Looking for things to check. Bay Pelican has a 27 hp Yanmar as a backup engine. Worked wonderfully until last year when I installed a separate 12 US gallon diesel tank and new Racor filter so that the engine was totally isolated from the main engine and its fuel supply.

The tank I installed was a decent brand 12 gallon tank with a top feed, typical Racor 500 series, new 5/16" fuel lines.n While the fuel line approaches the engine from below the fuel pump and thus diesel could drain down this is the same arrangement as before.

Now every time the engine sits I have to bleed air from the engine to get it started. A slight amount of air collects after the fuel pump at the location of the second bleed screw right before the injection pump.

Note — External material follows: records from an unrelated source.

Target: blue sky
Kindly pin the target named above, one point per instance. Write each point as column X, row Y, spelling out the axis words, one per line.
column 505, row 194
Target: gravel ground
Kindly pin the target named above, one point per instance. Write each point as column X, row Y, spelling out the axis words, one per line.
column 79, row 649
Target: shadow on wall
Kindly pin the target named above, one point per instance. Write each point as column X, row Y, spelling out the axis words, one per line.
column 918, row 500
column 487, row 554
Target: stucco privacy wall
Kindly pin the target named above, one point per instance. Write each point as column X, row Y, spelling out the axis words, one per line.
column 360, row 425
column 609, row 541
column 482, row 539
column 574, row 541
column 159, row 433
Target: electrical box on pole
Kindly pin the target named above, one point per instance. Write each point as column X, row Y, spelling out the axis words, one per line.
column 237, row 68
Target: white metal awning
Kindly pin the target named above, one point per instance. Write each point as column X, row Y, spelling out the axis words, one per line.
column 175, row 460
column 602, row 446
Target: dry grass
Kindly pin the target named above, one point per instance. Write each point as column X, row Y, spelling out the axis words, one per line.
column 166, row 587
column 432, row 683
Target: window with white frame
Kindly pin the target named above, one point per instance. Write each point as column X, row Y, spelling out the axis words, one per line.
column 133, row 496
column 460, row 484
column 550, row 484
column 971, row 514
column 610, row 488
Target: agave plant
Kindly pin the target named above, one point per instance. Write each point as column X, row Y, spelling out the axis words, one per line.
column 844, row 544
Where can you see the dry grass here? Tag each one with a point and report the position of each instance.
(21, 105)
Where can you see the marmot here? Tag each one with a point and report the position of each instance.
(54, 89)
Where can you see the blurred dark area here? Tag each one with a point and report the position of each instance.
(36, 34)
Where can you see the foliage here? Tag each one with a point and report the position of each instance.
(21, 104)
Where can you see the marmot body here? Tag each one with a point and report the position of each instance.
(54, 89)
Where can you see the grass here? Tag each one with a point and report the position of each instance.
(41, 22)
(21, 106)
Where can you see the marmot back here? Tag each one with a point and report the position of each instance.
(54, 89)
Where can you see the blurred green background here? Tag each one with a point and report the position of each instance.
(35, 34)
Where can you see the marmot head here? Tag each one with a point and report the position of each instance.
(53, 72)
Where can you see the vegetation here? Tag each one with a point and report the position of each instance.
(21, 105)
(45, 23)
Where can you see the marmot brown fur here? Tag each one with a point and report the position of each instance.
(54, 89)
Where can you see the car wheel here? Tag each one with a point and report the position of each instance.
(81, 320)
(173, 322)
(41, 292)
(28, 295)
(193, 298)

I have tightened all fittings. I have checked the seal on the Racor. Tightened the bleed screws on the Yanmar (there are two).

The 12 gallon tank while it is a top feed is above the level of the Yanmar's fuel pump, as is the Racor. The old tank feed was from the bottom of Bay Pelican's fuel tanks and thus there was pressure from the weight of the fuel.

My next approach is to connect the current Racor to one of Bay Pelican's bottom feed fuel tanks directly and not use the new tank and see if that changes anything. If that doesn't work I will bypass the Racor and see if it is the problem (anything is possible.)

Wondering if the Yanmar fuel system is such that there is a slow leak of air and the fuel is draining back to the tank or the Racor.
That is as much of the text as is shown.